Thursday 8 April 2010

The freedom to be imprisoned

Leaving inside the intricacies of meta-ethics, there's something instinctively attractive about freedom. Whenever we find it, we like it. It's the rush of joy as we escape from a place that makes us unhappy, the thrill of choosing to do otherwise than society dictates, the pleasure of making a choice from one of a whole variety of attractive options.

I do not believe we can ever be truly free. Sartre argued that whenever we chose to follow a dictat of another, we ceased to exist (in the sense of being in bad faith). We merely became the creations of another's reality, rather than our own. His theory was beautiful and terrifying in equal measure. It promised utimate freedom but total responsibility: hence, existentialist angst.

I think Sarttre's vision of existentialism can help us enormously, in making us break down barriers which inhibit our freedom and hold us back from creating what we otherwise would have created. But there are limits, and it is these I have been thinking of for some time.

I am currently a sugar addict. I frequently indulge in far more sugar than my muscles and organs require to function optimally, simply because the rush it gives me is very pleasant. I was telling a friend the other day that I plan to break this addiction, to free myself from this self-destructive urge. As we discussed it, I mentioned to her that I do not really get pleasure from much else that I eat. Everything else I eat in order to avoid collapsing with exhaustion or some form of malnutrition. Sugar is the only food that gives me a real thrill. She told me she found it worrying that I was planning to cut out the one part of my diet which actually makes me feel pleasure.

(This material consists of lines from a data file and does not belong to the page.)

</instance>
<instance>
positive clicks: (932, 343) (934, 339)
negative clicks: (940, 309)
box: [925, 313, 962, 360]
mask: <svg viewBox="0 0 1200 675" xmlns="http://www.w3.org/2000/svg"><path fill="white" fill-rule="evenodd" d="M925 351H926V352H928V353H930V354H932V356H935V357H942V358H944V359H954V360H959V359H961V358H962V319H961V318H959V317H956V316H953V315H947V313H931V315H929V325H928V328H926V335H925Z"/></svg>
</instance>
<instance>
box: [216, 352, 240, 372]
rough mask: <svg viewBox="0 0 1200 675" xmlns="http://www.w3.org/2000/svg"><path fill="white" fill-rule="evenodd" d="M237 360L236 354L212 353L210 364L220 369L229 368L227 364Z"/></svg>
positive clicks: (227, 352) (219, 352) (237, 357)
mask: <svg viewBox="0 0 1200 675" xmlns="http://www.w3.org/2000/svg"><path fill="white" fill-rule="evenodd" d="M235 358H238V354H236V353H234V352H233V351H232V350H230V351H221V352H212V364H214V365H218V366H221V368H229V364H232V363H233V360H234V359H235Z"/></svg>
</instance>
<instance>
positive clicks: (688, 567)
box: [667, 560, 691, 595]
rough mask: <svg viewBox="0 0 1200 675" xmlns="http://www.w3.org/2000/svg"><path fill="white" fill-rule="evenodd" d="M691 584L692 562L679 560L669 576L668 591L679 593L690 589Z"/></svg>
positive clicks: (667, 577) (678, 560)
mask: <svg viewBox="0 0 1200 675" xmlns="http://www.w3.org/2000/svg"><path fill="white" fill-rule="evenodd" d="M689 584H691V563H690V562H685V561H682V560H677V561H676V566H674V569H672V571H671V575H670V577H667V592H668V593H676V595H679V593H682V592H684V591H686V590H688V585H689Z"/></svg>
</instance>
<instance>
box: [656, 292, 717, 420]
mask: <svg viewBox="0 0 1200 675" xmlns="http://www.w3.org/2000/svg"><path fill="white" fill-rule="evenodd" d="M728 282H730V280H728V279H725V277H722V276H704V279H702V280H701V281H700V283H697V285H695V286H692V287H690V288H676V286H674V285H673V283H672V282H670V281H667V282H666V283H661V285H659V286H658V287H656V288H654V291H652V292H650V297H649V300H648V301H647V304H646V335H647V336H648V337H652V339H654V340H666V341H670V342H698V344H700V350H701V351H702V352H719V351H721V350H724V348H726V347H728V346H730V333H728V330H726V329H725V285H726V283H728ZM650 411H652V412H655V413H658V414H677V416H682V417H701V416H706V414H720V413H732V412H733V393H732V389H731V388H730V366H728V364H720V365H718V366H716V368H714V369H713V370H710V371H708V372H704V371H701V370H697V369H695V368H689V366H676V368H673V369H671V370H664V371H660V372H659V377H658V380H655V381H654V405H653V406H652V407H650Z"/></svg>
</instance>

And so it dawned on me that I am at the mercy of more than one controlling influence here. On the one hand, I have a psychological addiction to sugar, which puts great pressure on me to eat the stuff and makes me make choices I often look back on with regret and guilt. But on the other, I long to obey society's rules about sugar and eat only the small amount I am told I can get away with. And the language I use to describe these choices, weirdly, is the language of morality: regret, guilt, obey, get away with.

I think I know what Sartre would say here. I think his answer would be that it does not matter that one path is that of addiciton and the other that of society's preferred course. What matters is that I freely choose to follow one and do not simply drift down a channel, without ever consciously opting for one or the other. That is the message of existentialism. It is about creating choice in a world where there is never a need to choose. It is about consciously opting rather than drifting, being carried along by the currents that flow so freely around us.